The first drawing of a tardigrade, observed by J. A. E. Goeze and published in 1773
In 1834, the first tardigrade, Macrobiotus hufelandi, was described by C.A.S. Schultze (Schultze 1834). This species is probably the most well known of all tardigrades and was named after the German medical scientist C. W. Hufeland (1762–1836). He was the author of “Makrobiotik – Die Kunst das menschliche Leben zu verlängern” (The art of extending human life) (Hufeland 1817). In contrast to Spallanzani, Schultze spoke of a “reawakening” or “resurrection” of desiccated tardigrades after rehydration with water. His observations and interpretation were met with general disapproval. Chr. G. Ehrenberg (1795–1876), a German naturalist, zoologist, comparative anatomist, geologist, and microscopist, hypothesized that the animals secreted a medium during the dehydration process, in which they continued living and even reproduced. He believed that revived tardigrades which spent many years in desiccation were merely descendants of those formerly dehydrated (Ehrenberg 1834). Other scientists at the time also believed in abiogenesis (generatio spontanea).

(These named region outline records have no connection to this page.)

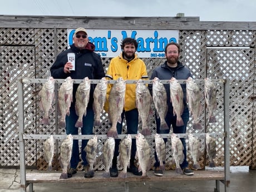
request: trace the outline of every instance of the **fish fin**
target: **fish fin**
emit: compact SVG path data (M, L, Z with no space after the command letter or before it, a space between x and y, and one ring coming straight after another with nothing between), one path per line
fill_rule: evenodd
M83 122L82 121L76 121L76 125L75 125L75 126L76 127L82 127L83 126Z
M199 130L202 129L202 126L199 122L194 123L193 129L195 130Z
M110 129L107 131L107 136L108 137L116 137L116 136L118 135L117 134L117 131L116 130L116 129L112 129L110 128Z
M215 168L215 164L214 164L214 162L210 162L209 164L209 166L210 168Z
M109 171L105 171L105 172L102 174L102 178L110 178L110 174Z
M216 120L216 118L214 116L211 116L209 117L209 122L211 123L211 122L216 122L217 121Z
M201 166L200 166L200 165L198 164L194 164L193 165L193 168L195 169L195 170L202 169L201 168Z
M176 121L176 126L183 126L183 125L184 125L184 122L183 122L183 120L182 120L181 118L178 118L177 117L177 120Z
M44 125L50 125L49 118L48 117L43 117L42 120L42 124Z
M169 129L168 125L167 125L166 122L165 122L165 120L163 123L161 121L160 130L167 130L168 129Z
M61 173L61 176L60 176L60 179L67 179L68 178L67 173Z
M125 172L122 170L119 173L118 177L120 178L127 178L127 172Z
M141 134L143 135L151 135L151 132L149 130L149 128L146 127L146 128L142 128L141 129Z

The first substantive review of the field, “Mémoire sur les Tardigrades” (in 1840–1842), on the anatomy, systematics, and physiology of tardigrades was published by L. Doyère. His argument that the organism retained the integrity for revival during a slow desiccation process led to a quarrel with F.-A. Pouchet. Pouchet (1800–1872), a French naturalist and a leading proponent of spontaneous generation of life from nonliving materials, was convinced that nothing could prevent the death of the entire organism after dehydration. This scientific dispute was settled in 1859 by the arbitral court of the Société de Biologie in Paris, France with Doyère as the victor. Since then, debates have focused more on whether tardigrade metabolism slows down (vita minima) or shuts down completely. At the start of the last century, the German Jesuit G. Rahm showed that desiccated tardigrades tolerated very low temperatures near absolute zero, and therefore metabolism seemed impossible (Rahm 1921). In contrast, H. Baumann, who studied the morphology and physiology of this desiccated stage worked on the assumption of vita minima (Baumann 1922). To this day, the ability of tardigrades to withstand unfavorable environmental conditions (in particular dryness) in a state of latent life or cryptobiosis remains a subject of particular interest (Fig. 8.2
A tardigrade in the active state (a) and in the anhydrobiotic, tun state (b)
).
8.2 Cryptobiosis
A. v. Leeuwenhoek (1632–1723), the pioneering Dutch microscopist, was the first to describe the phenomenon of resurrection in desiccated animals (van Leeuwenhoek 1702). He discovered many small “animalcules” in the dry dust from a roof gutter after subsequent rehydration. These organisms were presumably bdelloid rotifers. Astonished, he confessed “I never thought that there could be any living creature in a substance so dried as this was” (van Leeuwenhoek 1702). Over the last 300 years different terms have been used to describe the resting stage of animals, until D. Keilin coined the term “cryptobiosis.” This he defined as “the state of an organism when it shows no visible signs of life and when its metabolic rate becomes hardly measurable, or comes reversibly to a standstill” (Keilin 1959). According to Keilin’s definition, there are four different types of cryptobiosis: states resulting from low temperature (cryobiosis), lack of oxygen (anoxybiosis), high concentrations of salt (osmobiosis), and desiccation (anhydrobiosis), or various combinations. Metabolite research on a variety of organisms suggests that there are similarities between the states of anhydrobiosis and cryobiosis owing to the reduction of free water in the cells; however, it has been suggested that freezing and dehydration are not equivalent phenomena, but involve different mechanisms (Crowe et al. 1992).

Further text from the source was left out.